In the Sherpas’ 2011 film, All.I.Can, Petersen had one of the main segments, in which he popped a natural rodeo seven on a steep face in B.C. I was at Mica Heliskiing Lodge while the Sherpas were shooting this segment. When the crew—JP Auclair, Callum Pettit, Rory Bushfield, Dave Mossop and Eric Crossland—returned to the lodge that day, they were reeling with stoke, eyes lit up. Petersen was on another stratosphere.
At the moment, Petersen’s been getting ready for the season, lapping up early snow around his Whistler, B.C., home, and working on his segment in the new Sherpas Cinema film, Into the Mind, to be released in fall 2013. Here he talks about his dream ski trip, what it means to be “chamified,” and a recent mission to Bolivia.

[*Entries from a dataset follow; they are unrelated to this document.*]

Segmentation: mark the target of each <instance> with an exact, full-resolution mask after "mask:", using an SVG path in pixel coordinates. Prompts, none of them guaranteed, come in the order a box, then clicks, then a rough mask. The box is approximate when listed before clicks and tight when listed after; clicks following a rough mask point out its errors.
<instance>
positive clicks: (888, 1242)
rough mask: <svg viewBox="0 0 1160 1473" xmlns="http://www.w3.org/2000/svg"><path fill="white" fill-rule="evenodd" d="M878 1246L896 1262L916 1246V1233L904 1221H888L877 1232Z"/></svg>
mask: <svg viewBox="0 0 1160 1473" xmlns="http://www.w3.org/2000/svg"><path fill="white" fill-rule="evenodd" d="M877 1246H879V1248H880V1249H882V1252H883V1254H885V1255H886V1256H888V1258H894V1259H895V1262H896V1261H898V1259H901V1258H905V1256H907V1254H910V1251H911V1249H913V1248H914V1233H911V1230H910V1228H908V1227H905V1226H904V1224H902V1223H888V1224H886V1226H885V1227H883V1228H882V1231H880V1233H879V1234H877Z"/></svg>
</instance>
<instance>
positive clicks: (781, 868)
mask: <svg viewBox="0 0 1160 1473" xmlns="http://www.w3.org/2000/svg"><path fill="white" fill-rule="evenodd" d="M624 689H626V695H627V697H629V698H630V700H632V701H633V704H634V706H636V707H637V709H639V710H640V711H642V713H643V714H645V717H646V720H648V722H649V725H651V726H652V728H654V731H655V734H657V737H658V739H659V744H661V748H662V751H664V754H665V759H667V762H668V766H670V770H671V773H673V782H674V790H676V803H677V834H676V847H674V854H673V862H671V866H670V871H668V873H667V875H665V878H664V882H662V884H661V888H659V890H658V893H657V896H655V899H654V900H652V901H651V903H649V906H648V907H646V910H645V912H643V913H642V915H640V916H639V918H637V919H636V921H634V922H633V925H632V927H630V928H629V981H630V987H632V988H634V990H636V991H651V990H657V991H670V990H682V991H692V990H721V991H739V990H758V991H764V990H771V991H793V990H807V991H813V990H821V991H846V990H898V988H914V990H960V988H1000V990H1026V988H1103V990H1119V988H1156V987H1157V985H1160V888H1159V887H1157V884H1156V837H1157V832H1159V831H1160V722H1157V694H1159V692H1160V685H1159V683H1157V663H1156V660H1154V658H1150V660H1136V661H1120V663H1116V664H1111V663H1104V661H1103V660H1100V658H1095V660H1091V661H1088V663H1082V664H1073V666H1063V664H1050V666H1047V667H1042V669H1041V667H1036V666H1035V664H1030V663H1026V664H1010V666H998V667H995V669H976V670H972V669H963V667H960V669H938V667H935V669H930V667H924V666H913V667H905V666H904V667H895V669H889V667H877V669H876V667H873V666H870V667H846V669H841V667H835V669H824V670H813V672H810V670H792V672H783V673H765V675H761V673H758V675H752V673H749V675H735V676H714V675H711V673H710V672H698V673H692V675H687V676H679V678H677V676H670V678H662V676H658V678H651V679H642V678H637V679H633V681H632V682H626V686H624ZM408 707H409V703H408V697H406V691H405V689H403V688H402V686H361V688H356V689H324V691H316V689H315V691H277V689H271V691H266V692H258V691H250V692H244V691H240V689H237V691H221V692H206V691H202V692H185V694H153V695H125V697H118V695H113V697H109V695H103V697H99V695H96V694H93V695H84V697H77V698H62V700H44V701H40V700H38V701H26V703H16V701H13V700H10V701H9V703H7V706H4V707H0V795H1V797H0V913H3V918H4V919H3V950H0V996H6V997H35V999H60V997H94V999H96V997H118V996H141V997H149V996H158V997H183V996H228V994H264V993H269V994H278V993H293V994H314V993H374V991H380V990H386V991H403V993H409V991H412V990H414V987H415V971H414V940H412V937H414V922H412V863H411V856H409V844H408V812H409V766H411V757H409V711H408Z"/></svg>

You were in Bolivia this summer—what was that all about?
I was there in September with the Sherpas Cinema crew and Callum Pettit, Johnny Collinson, and Kris Erickson. We skied a couple of peaks, mainly Huayna Potosi, a 6,000-meter peak outside of La Paz. It was cool. Totally different. We hit it later in the season, so we missed snow and had to ski some icy conditions. We definitely rushed into it quick. It was all about getting through it and learning about altitude. We learned from our headaches and we ended up making it.
How would you describe your skiing style?
Playful. When I look at a slope, I just try to have as much fun as I can.
Where is your favorite place to ski?
Whistler or around British Columbia’s Coast Range.